# Torn between two costumes



## Pumpkin5 (May 17, 2012)

I like Harry Warden....but then, I am partial to Gas Masks. There is something unnerving about that look....


----------



## Combatdre (Aug 10, 2013)

I'd say do both. They're pretty cool, so why not? After all we have a full month to do so...


----------



## sandman78 (Apr 21, 2010)

The Harry costume is coolest to me and the Leatherface costume is easier to get in and out of, but not quite as cool. I do like them both.


----------



## SourceVFX (Oct 5, 2013)

I'm a bit more drawn to the leather face costume as it looks more fun to me... That's the one I would use personally.


----------



## hallowicked (Mar 27, 2013)

harry warden.


----------



## Juliet Taylor (Oct 6, 2013)

I don't know if this makes any sense, but a fusion? both costumes together? of course you'll need to pick up parts from one or another!
Otherwise.. I like more Harry Warden!

Just to know.. is that axe (and I hope it is the right word) real? or is it fake? it looks so darn real and dangerous!!


----------



## sandman78 (Apr 21, 2010)

Juliet Taylor said:


> I don't know if this makes any sense, but a fusion? both costumes together? of course you'll need to pick up parts from one or another!
> Otherwise.. I like more Harry Warden!
> 
> Just to know.. is that axe (and I hope it is the right word) real? or is it fake? it looks so darn real and dangerous!!

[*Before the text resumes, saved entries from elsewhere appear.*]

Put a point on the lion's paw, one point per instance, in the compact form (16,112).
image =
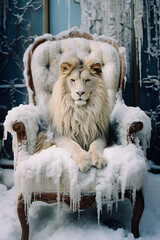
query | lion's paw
(84,162)
(98,160)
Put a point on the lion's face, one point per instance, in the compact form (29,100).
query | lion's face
(80,81)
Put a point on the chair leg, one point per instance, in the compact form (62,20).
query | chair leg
(22,215)
(137,213)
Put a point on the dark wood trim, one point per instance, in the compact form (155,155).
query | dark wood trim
(87,201)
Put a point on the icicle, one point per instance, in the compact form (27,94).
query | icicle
(69,14)
(5,6)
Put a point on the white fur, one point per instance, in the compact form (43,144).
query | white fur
(83,126)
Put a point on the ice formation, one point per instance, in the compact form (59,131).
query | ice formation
(54,170)
(123,115)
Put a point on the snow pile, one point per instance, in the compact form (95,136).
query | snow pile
(123,116)
(44,225)
(54,170)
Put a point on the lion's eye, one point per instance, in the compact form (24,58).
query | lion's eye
(87,80)
(72,80)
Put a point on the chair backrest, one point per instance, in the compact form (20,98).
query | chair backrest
(43,57)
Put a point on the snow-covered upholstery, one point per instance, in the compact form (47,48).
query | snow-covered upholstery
(53,169)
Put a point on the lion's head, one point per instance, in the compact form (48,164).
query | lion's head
(80,81)
(79,106)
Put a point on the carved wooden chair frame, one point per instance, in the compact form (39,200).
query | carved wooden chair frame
(86,200)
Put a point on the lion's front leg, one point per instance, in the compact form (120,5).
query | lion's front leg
(96,150)
(82,158)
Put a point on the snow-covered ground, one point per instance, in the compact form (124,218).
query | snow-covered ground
(44,223)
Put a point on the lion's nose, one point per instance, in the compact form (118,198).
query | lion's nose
(80,93)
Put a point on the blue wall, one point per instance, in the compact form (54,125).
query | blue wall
(58,13)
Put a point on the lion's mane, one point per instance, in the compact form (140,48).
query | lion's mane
(81,123)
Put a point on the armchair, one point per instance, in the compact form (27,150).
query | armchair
(51,175)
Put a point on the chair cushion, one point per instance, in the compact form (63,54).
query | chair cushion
(48,56)
(54,170)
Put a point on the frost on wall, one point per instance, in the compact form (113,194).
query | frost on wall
(18,27)
(125,20)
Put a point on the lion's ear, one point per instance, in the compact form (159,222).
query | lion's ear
(95,69)
(66,68)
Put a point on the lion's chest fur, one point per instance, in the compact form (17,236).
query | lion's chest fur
(83,124)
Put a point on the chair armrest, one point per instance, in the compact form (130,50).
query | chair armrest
(132,130)
(130,124)
(20,129)
(23,123)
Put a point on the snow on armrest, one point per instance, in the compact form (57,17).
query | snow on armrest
(123,117)
(29,115)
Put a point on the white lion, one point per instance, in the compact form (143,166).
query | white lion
(79,111)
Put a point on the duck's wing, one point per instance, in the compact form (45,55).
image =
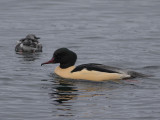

No the pick axe is foam rubber I weathered it to make it look more realistic


----------



## DexterSinister (Aug 13, 2011)

Harry Warden.
I think Leatherface is in the overdone category.


----------



## Juliet Taylor (Oct 6, 2013)

sandman78 said:


> No the pick axe is foam rubber I weathered it to make it look more realistic


Thanks  because it really scare the hell out me  glad to know it's foam rubber! Great job on it


----------



## TheCostumer (Oct 12, 2008)

Harry Warden!


----------



## RCIAG (Jul 19, 2010)

Not sure if this well help but Leatherface is more recognizable, even non-horror fans would know who you are, so you may spend the night explaining who & what Harry Warden is if you wear that one. I hate explaining costumes so if it were me I'd go Leatherface but you may feel differently.


----------



## sandman78 (Apr 21, 2010)

RCIAG said:


> Not sure if this well help but Leatherface is more recognizable, even non-horror fans would know who you are, so you may spend the night explaining who & what Harry Warden is if you wear that one. I hate explaining costumes so if it were me I'd go Leatherface but you may feel differently.


I did not think about that, of course I would explain nothing just stare at them.


----------